Vamos, niños, al sagrario …
 
 De mis catequistas recuerdo a Amparito R., que lo fue varios años, pero no sé si tuve otras. Y tampoco es que tenga demasiados recuerdos de aquellas tardes de catequesis. Pero lo del niño que muere en pecado mortal y la eternidad jamás lo he olvidado. Y la película de la otra noche, o lo poco que vi de ella, desempolvaron sin dificultad aquellos lejanos recuerdos.

 Tengo que decir también que, entre la versión de Saura y la de D. Manuel, me quedo con la segunda: mucho más viva, más plástica, más impactante. Moría el infortunado niño de la televisión (creo, pues en eso estaba la película cuando encendí el televisor y yo andaba de acá para allá) a causa de los bombardeos en nuestra última guerra civil. El de mi catequesis no (ya se guardaría el cura); era un cándido e inocente monaguillo que, inesperadamente amanece muerto una buena mañana. Decide el buen párroco celebrar una misa por su eterno descanso, aunque, por supuesto, Juanito no la iba a necesitar, comenta el sacerdote con la familia.
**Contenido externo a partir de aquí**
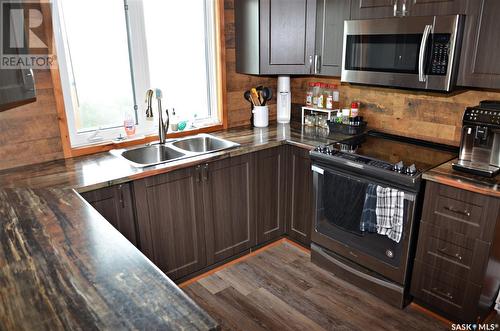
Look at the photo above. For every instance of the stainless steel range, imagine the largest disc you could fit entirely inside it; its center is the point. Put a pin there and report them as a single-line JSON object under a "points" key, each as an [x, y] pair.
{"points": [[374, 177]]}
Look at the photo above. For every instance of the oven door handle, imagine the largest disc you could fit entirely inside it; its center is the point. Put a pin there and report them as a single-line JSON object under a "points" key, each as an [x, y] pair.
{"points": [[423, 49]]}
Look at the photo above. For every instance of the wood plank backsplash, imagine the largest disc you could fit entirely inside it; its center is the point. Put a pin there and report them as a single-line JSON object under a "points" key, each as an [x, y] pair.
{"points": [[424, 115]]}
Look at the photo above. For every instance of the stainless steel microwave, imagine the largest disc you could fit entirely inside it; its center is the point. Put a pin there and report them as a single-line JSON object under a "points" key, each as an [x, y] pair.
{"points": [[420, 52]]}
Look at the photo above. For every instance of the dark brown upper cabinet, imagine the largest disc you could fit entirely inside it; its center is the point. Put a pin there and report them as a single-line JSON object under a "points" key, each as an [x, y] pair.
{"points": [[479, 65], [366, 9], [228, 214], [115, 204], [330, 18], [437, 7], [270, 193], [275, 36]]}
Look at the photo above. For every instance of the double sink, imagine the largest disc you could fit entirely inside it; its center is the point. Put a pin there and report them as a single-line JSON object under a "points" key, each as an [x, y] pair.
{"points": [[173, 150]]}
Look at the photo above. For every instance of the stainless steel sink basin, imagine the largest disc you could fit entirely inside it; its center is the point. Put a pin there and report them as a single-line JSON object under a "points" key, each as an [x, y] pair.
{"points": [[173, 150], [153, 154], [203, 144]]}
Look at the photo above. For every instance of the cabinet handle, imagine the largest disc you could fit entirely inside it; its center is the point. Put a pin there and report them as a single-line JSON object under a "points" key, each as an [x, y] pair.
{"points": [[445, 252], [442, 293], [317, 64], [404, 12], [205, 172], [458, 211], [198, 174]]}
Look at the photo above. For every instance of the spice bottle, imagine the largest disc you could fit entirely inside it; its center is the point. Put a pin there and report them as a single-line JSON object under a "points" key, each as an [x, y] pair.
{"points": [[329, 97], [316, 92], [354, 109]]}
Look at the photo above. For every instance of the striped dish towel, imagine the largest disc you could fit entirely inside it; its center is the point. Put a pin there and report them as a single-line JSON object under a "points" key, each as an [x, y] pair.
{"points": [[390, 212]]}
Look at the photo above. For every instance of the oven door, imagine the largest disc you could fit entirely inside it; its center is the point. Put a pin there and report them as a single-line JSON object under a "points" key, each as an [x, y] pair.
{"points": [[341, 234], [411, 52]]}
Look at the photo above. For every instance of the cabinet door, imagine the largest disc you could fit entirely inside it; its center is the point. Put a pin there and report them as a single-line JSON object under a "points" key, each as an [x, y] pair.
{"points": [[116, 206], [301, 202], [270, 193], [479, 64], [330, 33], [365, 9], [287, 35], [228, 198], [170, 221], [437, 7]]}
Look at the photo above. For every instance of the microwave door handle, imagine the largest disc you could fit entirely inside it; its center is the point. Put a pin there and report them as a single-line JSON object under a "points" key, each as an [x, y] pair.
{"points": [[423, 49]]}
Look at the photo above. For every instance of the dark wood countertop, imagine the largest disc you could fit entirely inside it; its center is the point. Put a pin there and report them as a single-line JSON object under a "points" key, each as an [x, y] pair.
{"points": [[63, 266], [100, 170], [444, 174]]}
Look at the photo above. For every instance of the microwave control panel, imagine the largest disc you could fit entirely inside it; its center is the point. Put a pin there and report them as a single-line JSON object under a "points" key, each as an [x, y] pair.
{"points": [[482, 116], [440, 50]]}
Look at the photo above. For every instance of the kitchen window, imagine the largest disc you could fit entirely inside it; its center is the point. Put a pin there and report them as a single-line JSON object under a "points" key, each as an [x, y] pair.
{"points": [[110, 52]]}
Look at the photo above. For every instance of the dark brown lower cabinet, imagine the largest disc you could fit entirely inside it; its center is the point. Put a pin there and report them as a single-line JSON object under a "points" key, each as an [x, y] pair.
{"points": [[195, 217], [115, 204], [270, 193], [229, 214], [300, 208], [458, 253], [170, 220]]}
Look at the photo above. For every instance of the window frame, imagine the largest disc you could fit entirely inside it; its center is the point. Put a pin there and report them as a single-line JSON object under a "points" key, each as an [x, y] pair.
{"points": [[146, 128]]}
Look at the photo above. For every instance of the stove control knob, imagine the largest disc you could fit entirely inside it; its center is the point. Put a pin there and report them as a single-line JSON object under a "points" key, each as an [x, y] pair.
{"points": [[411, 170], [399, 167]]}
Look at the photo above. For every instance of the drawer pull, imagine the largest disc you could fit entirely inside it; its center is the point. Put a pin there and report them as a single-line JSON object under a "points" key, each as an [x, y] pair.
{"points": [[442, 293], [454, 210], [445, 252]]}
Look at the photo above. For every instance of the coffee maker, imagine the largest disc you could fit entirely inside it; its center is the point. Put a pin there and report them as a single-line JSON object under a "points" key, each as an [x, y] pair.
{"points": [[480, 143]]}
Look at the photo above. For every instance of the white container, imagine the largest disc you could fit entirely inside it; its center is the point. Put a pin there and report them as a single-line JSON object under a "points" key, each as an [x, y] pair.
{"points": [[260, 116], [284, 100]]}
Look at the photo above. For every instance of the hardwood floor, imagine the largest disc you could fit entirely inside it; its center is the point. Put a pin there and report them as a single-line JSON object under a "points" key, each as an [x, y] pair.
{"points": [[280, 289]]}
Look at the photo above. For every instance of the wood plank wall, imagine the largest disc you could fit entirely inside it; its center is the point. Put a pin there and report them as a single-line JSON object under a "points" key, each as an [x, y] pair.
{"points": [[430, 116], [30, 133], [236, 84]]}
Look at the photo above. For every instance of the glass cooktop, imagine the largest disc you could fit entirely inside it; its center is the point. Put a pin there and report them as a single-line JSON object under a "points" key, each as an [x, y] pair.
{"points": [[393, 150]]}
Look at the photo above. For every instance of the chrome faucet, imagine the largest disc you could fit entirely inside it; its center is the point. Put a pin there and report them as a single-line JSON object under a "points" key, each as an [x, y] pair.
{"points": [[163, 126]]}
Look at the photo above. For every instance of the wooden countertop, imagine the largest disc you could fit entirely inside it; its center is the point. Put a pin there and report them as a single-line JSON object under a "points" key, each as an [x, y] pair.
{"points": [[100, 170], [63, 266], [444, 174]]}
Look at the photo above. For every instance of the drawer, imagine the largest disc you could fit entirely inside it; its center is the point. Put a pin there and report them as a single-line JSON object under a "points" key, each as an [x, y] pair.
{"points": [[454, 252], [444, 291], [470, 214]]}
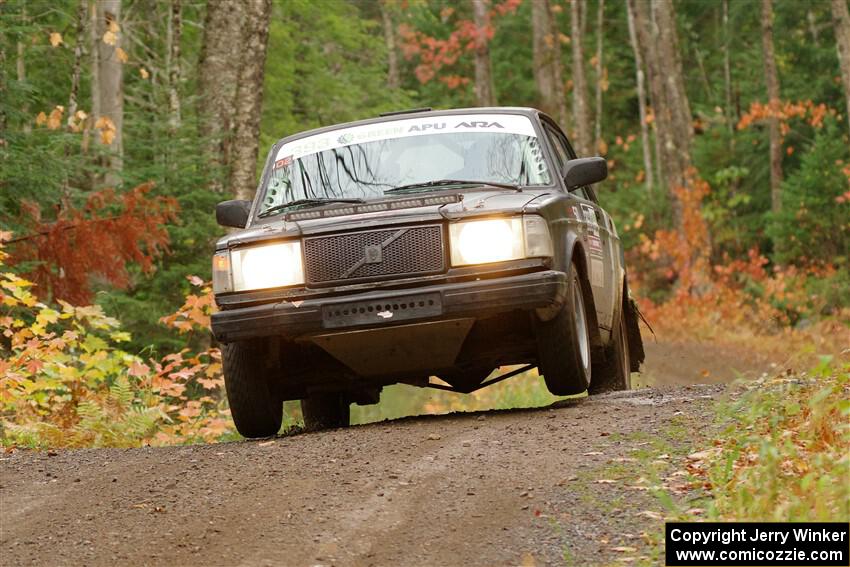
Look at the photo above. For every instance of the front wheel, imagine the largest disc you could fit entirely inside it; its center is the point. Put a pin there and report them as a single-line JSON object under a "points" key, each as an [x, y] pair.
{"points": [[563, 342], [256, 410], [325, 411]]}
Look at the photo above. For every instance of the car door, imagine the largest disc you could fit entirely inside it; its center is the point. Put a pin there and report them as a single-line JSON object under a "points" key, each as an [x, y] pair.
{"points": [[599, 237]]}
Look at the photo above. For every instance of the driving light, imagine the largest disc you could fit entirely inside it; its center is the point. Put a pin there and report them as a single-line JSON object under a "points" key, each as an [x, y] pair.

Pero he aquí que, cuando se dispone a salir de la sacristía para comenzar la celebración, alguien por detrás le tira de las vestimentas litúrgicas. Vuelve sobresaltado el sacerdote la vista atrás y contempla horrorizado a Juanito, envuelto en llamas, que le dice: “No celebre, padre, ninguna misa por mi alma, pues estoy condenado al infierno por toda la eternidad: antes de morir tuve un mal pensamiento que no pude confesar”.

 Condenado para toda la eternidad por aquel mal pensamiento. Y… ¿qué es la eternidad? En la película, un 1 en el encerado, seguido de tantos ceros como en él cabían, servían de soporte a la explicación: “si esta cantidad fueran años; qué digo años, siglos; o, mejor aún, milenios, no representarían una milésima parte de un segundo de la eternidad”.

 Larga de verdad esa eternidad. Pero me gustaba más la de D. Manuel: “Imaginaos que el mundo es una gran bola de plomo y que cada siglo llega un pajarito y araña con su pico esa gran bola. Pues, cuando el pajarito con sus centenarios arañazos hubiese desgastado por completo nuestro mundo, podríamos decir que aún no había comenzado a contar el tiempo de la eternidad”.

 Demasiado larga esa eternidad para que nuestras mentes infantiles pudiesen sacar otro fruto de estas explicaciones que un miedo atroz a Dios y a sus castigos y alguna pesadilla que turbase nuestros sueños.

 Me cuesta imaginarme a ese Dios castigador que manda al pobre niño al infierno para toda la eternidad por un mal pensamiento. No puede ser el mismo Dios que se hace hombre por nosotros, que perdona a María Magdalena, que llora la muerte de un amigo y que acaba muriendo en la cruz. Prefiero al Dios padre (él nos enseñó a llamarlo así), al Dios que nos ama, nos protege y nos perdona. Porque si, realmente, estuviese al acecho, esperando nuestros fallos para mandarnos a las calderas de Pedro Botero, ocasiones, desde luego, no le iban a faltar.